Today I received the final component to complete my first homelab-specific PC build.

Here’s the final spec sheet:

The motherboard in this unit supports Intel AMT for lights-out management on the on-board NIC.

I’ve installed Joyent’s SDC, an enhanced, yet still open-source version of SmartOS. This OS supports ZFS for storage, KVM virtualization, as well as lighter-weight virtualization based on Solaris zones that supports Linux via “LX-branded” zones. It offers API-driven image and VM/zone creation, and will soon host a number of Linux VMs for my home use.

Both the on-board and the additional PCI-Express Intel NIC are supported, and I’ve configured the 4-port NIC to be collected under non-LACP link aggegration (neither active nor passive), and set this NIC as my external adapter while the on-board NIC is the admin adapter. The admin adapter is used, among other things, for PXE booting additional compute nodes. So far, this DHCP server has not conflicted with my home router, despite not being physically isolated or configured to use a VLAN.

Installation of SmartOS and later SDC was straightforward - simply flash an image to a USB drive and boot from it - but initially I was missing one crucial option. I needed to include variable os_console vga in the boot commands in order to have viable keyboard input on a local console during the setup. My 3 SATA drives were automatically recognized and configured in a RAIDZ-1 arrangement for parity that allows for the loss of any one drive without data loss. This is a fully-destructive operation, but I had originally used these 3 drives in a FreeNAS build prior to this and had nothing of value left on them.

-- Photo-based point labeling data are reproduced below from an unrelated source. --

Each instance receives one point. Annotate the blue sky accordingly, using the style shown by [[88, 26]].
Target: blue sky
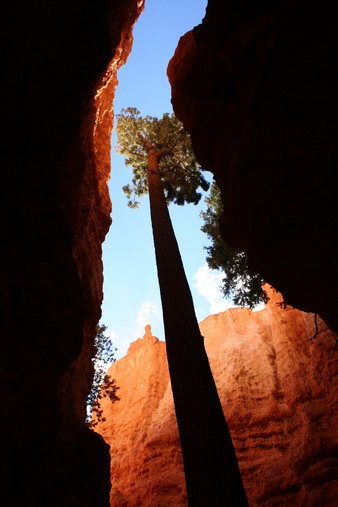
[[131, 292]]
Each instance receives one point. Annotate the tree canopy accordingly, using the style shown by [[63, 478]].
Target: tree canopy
[[180, 172], [239, 282]]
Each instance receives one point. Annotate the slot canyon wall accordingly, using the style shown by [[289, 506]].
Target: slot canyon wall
[[279, 390], [271, 114], [255, 85], [59, 65]]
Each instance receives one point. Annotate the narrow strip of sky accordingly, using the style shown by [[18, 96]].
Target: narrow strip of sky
[[131, 293]]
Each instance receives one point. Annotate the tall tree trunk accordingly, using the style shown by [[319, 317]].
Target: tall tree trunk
[[210, 464]]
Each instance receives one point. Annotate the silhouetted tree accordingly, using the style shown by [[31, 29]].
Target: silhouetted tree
[[160, 153], [239, 282]]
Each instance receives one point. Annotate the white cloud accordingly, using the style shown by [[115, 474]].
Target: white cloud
[[208, 283], [146, 314]]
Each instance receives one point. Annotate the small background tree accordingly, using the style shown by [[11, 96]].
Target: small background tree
[[103, 385], [239, 282]]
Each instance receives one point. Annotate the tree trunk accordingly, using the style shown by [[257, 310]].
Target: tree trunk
[[210, 464]]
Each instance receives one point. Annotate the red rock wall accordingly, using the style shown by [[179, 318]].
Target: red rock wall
[[255, 84], [279, 391], [58, 67]]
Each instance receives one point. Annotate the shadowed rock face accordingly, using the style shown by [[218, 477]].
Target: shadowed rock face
[[58, 66], [278, 389], [255, 84]]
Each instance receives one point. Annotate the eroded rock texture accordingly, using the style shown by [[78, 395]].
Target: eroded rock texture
[[58, 65], [255, 84], [279, 391]]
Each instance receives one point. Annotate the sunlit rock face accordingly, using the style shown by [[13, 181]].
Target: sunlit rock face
[[255, 84], [278, 388], [59, 72]]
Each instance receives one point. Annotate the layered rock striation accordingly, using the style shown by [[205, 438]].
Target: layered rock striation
[[59, 74], [279, 391]]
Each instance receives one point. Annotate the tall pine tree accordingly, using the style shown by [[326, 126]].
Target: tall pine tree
[[160, 154]]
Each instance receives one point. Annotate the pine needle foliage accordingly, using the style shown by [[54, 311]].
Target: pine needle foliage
[[103, 385], [239, 282], [180, 172]]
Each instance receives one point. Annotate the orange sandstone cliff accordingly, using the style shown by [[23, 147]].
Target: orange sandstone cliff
[[278, 388]]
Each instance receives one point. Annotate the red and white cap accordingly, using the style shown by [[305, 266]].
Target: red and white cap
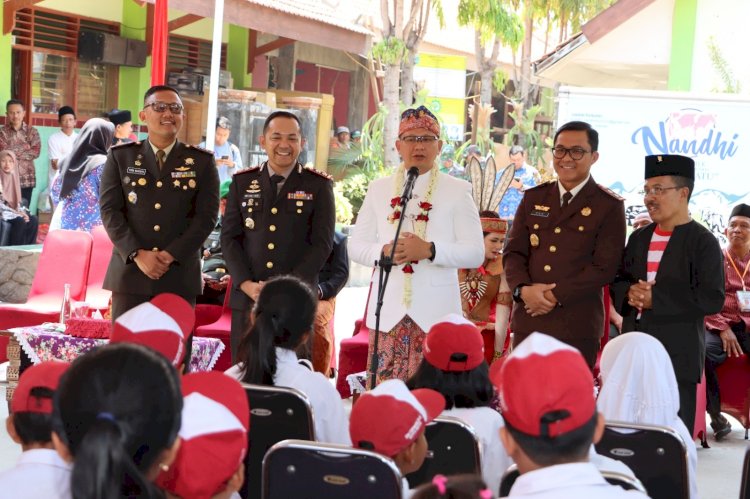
[[454, 344], [45, 375], [546, 388], [390, 417], [163, 324], [215, 422]]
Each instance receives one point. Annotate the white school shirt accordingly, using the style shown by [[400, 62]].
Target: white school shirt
[[569, 481], [486, 423], [331, 423], [38, 473]]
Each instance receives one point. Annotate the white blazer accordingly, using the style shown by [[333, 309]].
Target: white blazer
[[455, 229]]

Under vanilla SmartOS, I was shutting the unit down and re-flashing the USB to upgrade to a new image, but since switching to the SDC distribution, I can do this remotely and online via sdcadm. Since new releases come out every other Thursday, I’m relieved to have a simpler option, as the USB drive I’m using is a tiny form factor with roughly 2MB/sec sustained write speeds.

The learning curve for Solaris/SmartOS commands has been a little steep, but this guide has been invaluable. I’ve also added pkgin to the global zone so that I could install tmux.